这个C ++ FFT函数是否等效于“ fft” matlab函数？

Question

I have always used the function "fft(x)" in matlab where "x" is a vector of complex numbers. I am looking for an easy to use function in C++ that would return complex numbers.

I have found this code : http://paulbourke.net/miscellaneous/dft/

If it is equivalent, how can I use it ? Thank you for your time !

  /*
   This computes an in-place complex-to-complex FFT 
   x and y are the real and imaginary arrays of 2^m points.
   dir =  1 gives forward transform
   dir = -1 gives reverse transform 
*/
short FFT(short int dir,long m,double *x,double *y)
{
   long n,i,i1,j,k,i2,l,l1,l2;
   double c1,c2,tx,ty,t1,t2,u1,u2,z;

   /* Calculate the number of points */
   n = 1;
   for (i=0;i<m;i++) 
      n *= 2;

   /* Do the bit reversal */
   i2 = n >> 1;
   j = 0;
   for (i=0;i<n-1;i++) {
      if (i < j) {
         tx = x[i];
         ty = y[i];
         x[i] = x[j];
         y[i] = y[j];
         x[j] = tx;
         y[j] = ty;
      }
      k = i2;
      while (k <= j) {
         j -= k;
         k >>= 1;
      }
      j += k;
   }

   /* Compute the FFT */
   c1 = -1.0; 
   c2 = 0.0;
   l2 = 1;
   for (l=0;l<m;l++) {
      l1 = l2;
      l2 <<= 1;
      u1 = 1.0; 
      u2 = 0.0;
      for (j=0;j<l1;j++) {
         for (i=j;i<n;i+=l2) {
            i1 = i + l1;
            t1 = u1 * x[i1] - u2 * y[i1];
            t2 = u1 * y[i1] + u2 * x[i1];
            x[i1] = x[i] - t1; 
            y[i1] = y[i] - t2;
            x[i] += t1;
            y[i] += t2;
         }
         z =  u1 * c1 - u2 * c2;
         u2 = u1 * c2 + u2 * c1;
         u1 = z;
      }
      c2 = sqrt((1.0 - c1) / 2.0);
      if (dir == 1) 
         c2 = -c2;
      c1 = sqrt((1.0 + c1) / 2.0);
   }

   /* Scaling for forward transform */
   if (dir == 1) {
      for (i=0;i<n;i++) {
         x[i] /= n;
         y[i] /= n;
      }
   }

   return(TRUE);
}

Answer 1

Alternative Suggestion:

I had same problem. I used fft library from fftw. http://www.fftw.org/download.html Its performance is similar to matlab.

Answer 2

The code looks fine at first glance. The original FFT is not a lot of code.
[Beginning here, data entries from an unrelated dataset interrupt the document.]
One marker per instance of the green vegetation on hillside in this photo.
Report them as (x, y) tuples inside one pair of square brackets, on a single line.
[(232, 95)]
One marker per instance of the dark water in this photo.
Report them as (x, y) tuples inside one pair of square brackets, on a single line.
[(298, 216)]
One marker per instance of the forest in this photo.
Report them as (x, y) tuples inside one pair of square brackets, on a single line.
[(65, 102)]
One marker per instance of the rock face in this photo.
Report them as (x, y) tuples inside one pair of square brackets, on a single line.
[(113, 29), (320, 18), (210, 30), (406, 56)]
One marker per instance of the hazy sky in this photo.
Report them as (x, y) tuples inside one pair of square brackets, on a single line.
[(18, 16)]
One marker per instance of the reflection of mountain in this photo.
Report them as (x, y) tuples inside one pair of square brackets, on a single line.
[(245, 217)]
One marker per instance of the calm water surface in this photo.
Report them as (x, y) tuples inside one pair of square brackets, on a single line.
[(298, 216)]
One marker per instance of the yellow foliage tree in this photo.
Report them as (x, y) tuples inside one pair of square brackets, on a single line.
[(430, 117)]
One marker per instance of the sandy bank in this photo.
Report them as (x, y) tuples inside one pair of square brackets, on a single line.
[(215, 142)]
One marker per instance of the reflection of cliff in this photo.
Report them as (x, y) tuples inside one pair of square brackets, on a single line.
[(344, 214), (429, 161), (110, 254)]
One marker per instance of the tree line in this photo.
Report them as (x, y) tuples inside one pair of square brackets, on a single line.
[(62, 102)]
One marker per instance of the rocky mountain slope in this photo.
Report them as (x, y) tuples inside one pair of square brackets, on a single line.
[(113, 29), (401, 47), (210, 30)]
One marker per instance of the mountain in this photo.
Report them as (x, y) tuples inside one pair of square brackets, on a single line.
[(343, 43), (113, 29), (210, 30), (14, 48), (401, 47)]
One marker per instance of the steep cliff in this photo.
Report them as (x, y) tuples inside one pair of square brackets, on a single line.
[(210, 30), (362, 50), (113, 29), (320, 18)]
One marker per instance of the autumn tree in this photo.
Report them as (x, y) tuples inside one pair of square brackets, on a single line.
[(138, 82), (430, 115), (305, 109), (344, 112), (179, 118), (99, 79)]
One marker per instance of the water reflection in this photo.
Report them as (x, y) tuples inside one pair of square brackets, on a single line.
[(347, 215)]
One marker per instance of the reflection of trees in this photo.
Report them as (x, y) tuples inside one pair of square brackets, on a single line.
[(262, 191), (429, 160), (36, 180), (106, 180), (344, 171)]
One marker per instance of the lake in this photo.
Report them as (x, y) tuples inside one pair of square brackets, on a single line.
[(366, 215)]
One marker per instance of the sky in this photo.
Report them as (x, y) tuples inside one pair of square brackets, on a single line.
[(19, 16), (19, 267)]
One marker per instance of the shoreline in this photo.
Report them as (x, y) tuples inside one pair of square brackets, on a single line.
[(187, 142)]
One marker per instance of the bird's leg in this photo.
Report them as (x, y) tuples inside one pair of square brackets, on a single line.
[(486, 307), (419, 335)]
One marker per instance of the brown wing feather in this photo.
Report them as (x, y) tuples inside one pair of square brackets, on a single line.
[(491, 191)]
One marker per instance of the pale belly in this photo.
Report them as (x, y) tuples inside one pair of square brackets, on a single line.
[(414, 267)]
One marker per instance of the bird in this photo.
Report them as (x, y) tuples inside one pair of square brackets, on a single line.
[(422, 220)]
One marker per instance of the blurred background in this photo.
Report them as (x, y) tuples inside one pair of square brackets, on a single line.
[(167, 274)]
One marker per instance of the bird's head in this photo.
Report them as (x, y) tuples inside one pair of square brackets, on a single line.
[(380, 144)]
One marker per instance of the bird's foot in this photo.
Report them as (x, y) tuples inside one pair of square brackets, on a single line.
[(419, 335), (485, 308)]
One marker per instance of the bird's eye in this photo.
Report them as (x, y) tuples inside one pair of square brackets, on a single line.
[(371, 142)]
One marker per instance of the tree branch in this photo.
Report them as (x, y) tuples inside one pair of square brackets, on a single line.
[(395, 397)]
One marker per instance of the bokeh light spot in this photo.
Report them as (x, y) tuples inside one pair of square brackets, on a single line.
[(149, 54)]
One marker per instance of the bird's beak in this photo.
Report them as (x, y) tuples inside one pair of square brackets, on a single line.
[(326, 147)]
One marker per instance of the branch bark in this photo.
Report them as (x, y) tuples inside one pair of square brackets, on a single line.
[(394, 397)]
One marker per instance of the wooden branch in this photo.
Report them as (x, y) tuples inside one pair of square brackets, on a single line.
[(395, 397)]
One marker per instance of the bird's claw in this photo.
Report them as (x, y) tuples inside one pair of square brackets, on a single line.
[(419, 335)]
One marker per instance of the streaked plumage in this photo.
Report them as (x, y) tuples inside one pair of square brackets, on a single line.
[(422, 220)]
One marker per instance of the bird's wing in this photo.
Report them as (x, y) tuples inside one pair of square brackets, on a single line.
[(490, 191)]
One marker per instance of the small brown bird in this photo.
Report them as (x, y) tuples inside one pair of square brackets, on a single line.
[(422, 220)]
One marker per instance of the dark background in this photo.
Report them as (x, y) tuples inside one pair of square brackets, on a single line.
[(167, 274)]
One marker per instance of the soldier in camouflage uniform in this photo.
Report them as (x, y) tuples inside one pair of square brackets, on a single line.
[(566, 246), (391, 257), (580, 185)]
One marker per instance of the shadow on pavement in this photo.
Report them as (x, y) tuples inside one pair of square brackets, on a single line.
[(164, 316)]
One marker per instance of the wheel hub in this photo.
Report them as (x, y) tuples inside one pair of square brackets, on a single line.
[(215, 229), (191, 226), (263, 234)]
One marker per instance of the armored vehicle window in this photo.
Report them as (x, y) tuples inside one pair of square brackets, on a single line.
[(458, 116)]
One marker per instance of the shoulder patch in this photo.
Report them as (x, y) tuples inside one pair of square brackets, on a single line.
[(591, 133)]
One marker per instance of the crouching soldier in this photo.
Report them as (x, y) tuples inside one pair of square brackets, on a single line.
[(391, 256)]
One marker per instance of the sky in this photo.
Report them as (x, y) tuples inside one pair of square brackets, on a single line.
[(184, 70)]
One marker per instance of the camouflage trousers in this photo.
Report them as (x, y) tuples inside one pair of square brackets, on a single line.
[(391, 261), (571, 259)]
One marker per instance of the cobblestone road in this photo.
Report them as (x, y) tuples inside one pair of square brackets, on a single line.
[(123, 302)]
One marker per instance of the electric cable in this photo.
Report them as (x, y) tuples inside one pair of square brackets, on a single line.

One feature of the FFT is that it is an inplace operation. Many higher level bindings effectively hide that fact.

So you put your real and imaginary parts into the x and y arrays. After the executing the function you read those same arrays for your result.

This particularly simple implementation will only work with powers of 2 as the original FFT. If you have inputs of lengths other than powers of 2 you could zero-pad your signal.

Google the book Numerical Recipes and fft (older versions are freely available) if you want to read up on the background of the FFT. The version in that book is different from other implementations in that you have to feed in the real and imaginary parts interleaved.

What I'm missing on the implementation that you are quoting is the use of pi or trigonometric functions. You'll have to try it out to compare against Matlab.